BLITZER: So just to be precise, is it ethnic profiling, religious profiling? Who would be profiled?

SANTORUM: Well, the folks who are most likely to be committing these crimes. If you look at — I mean, obviously, it was — obviously, Muslims would be — would be someone you’d look at, absolutely. Those are the folks who are — the radical Muslims are the people that are committing these crimes, as we’ve — by and large, as well as younger males. I mean, these are things that — not exclusively — but these are things that you profile to — to find your best — the most likely candidate.

Herman Cain argued along the same lines, calling for “targeted identification.”

CAIN: We can do — we can do — targeted identification. If you take a look at the people who are trying to kill us, it would be easy to figure out exactly what that identification profile looks like.

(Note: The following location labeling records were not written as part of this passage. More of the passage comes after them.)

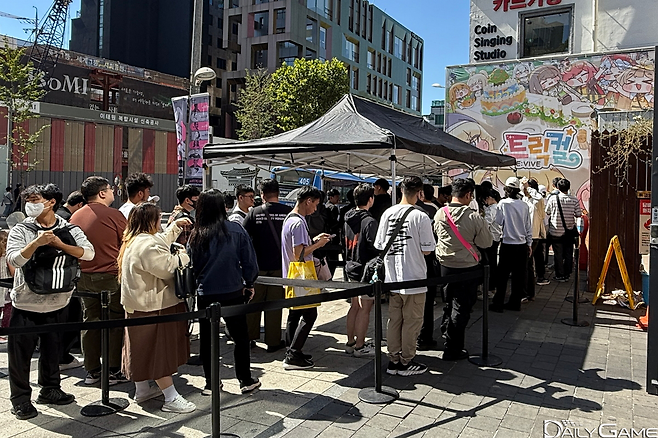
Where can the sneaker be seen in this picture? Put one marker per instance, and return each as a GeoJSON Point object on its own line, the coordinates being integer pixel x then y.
{"type": "Point", "coordinates": [153, 392]}
{"type": "Point", "coordinates": [411, 369]}
{"type": "Point", "coordinates": [179, 406]}
{"type": "Point", "coordinates": [93, 377]}
{"type": "Point", "coordinates": [392, 368]}
{"type": "Point", "coordinates": [249, 385]}
{"type": "Point", "coordinates": [364, 351]}
{"type": "Point", "coordinates": [75, 363]}
{"type": "Point", "coordinates": [24, 411]}
{"type": "Point", "coordinates": [207, 391]}
{"type": "Point", "coordinates": [117, 377]}
{"type": "Point", "coordinates": [455, 355]}
{"type": "Point", "coordinates": [54, 396]}
{"type": "Point", "coordinates": [295, 362]}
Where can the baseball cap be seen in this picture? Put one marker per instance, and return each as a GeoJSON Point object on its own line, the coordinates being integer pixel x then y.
{"type": "Point", "coordinates": [513, 182]}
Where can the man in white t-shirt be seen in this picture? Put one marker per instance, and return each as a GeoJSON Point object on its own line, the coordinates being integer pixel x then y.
{"type": "Point", "coordinates": [406, 261]}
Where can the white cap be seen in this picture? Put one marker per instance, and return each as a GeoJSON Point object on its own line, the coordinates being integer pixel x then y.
{"type": "Point", "coordinates": [513, 182]}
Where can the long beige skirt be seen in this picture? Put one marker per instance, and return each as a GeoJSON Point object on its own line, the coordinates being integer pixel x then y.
{"type": "Point", "coordinates": [154, 351]}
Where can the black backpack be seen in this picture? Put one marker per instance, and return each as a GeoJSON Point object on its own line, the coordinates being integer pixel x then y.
{"type": "Point", "coordinates": [51, 270]}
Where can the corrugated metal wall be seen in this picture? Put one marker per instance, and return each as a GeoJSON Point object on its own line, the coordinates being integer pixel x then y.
{"type": "Point", "coordinates": [69, 151]}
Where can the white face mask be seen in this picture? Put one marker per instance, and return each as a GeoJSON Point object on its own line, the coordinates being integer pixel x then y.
{"type": "Point", "coordinates": [34, 209]}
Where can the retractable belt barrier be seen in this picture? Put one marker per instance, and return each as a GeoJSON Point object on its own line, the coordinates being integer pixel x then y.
{"type": "Point", "coordinates": [338, 290]}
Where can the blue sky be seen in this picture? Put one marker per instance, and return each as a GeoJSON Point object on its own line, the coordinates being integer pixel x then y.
{"type": "Point", "coordinates": [443, 24]}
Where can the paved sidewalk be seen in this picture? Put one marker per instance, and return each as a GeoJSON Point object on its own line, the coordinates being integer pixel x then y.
{"type": "Point", "coordinates": [550, 371]}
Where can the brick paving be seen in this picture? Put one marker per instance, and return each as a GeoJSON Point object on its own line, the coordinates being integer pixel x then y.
{"type": "Point", "coordinates": [550, 371]}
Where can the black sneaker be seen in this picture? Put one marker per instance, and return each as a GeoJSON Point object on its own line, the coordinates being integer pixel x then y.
{"type": "Point", "coordinates": [296, 362]}
{"type": "Point", "coordinates": [455, 355]}
{"type": "Point", "coordinates": [249, 385]}
{"type": "Point", "coordinates": [54, 396]}
{"type": "Point", "coordinates": [411, 369]}
{"type": "Point", "coordinates": [24, 411]}
{"type": "Point", "coordinates": [392, 368]}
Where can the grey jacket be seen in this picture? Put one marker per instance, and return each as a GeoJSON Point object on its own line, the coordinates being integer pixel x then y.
{"type": "Point", "coordinates": [21, 295]}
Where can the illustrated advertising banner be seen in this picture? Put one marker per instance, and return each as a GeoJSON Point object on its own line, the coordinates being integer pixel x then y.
{"type": "Point", "coordinates": [542, 111]}
{"type": "Point", "coordinates": [191, 136]}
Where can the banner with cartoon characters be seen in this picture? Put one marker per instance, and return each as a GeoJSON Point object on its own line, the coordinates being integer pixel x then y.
{"type": "Point", "coordinates": [542, 111]}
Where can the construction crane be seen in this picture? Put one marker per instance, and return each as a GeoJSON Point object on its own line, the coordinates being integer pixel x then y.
{"type": "Point", "coordinates": [49, 38]}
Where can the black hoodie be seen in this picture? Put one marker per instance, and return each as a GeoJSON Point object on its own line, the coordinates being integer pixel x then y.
{"type": "Point", "coordinates": [360, 233]}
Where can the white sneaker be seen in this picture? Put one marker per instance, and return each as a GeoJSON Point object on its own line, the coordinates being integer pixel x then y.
{"type": "Point", "coordinates": [75, 363]}
{"type": "Point", "coordinates": [364, 351]}
{"type": "Point", "coordinates": [179, 405]}
{"type": "Point", "coordinates": [153, 392]}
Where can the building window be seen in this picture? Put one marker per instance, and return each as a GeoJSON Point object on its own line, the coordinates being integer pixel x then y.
{"type": "Point", "coordinates": [311, 30]}
{"type": "Point", "coordinates": [261, 20]}
{"type": "Point", "coordinates": [546, 33]}
{"type": "Point", "coordinates": [280, 17]}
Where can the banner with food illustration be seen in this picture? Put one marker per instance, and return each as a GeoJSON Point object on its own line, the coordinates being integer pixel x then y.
{"type": "Point", "coordinates": [543, 111]}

This argument hasn’t come up in a while, and in case anyone’s forgotten, the line espoused by Santorum and Cain is nonsense.

Indeed, Ron Paul, to his credit, got this just right: “That’s digging a hole for ourselves. What if they look like Timothy McVeigh?”

Right. It’s not at all “easy” to know what a terrorist “looks like.” Some may conclude that anyone with skin darker than a manila envelope should be considered possibly dangerous — and I have no idea how Santorum would recommend telling the difference between Muslim and non-Muslim airline travelers — but using bigotry as the basis for a security policy is not only offensive, it doesn’t work, either.

As Adam Serwer explained a while back, “[R]acial profiling isn’t any more effective than random screening. So rather than making anyone safer, you’re just alienating the communities a former CIA analyst and chief of intelligence analysis for the Department of Homeland Security under the Bush administration has said are themselves ‘the only way’ to really counter domestic radicalization.”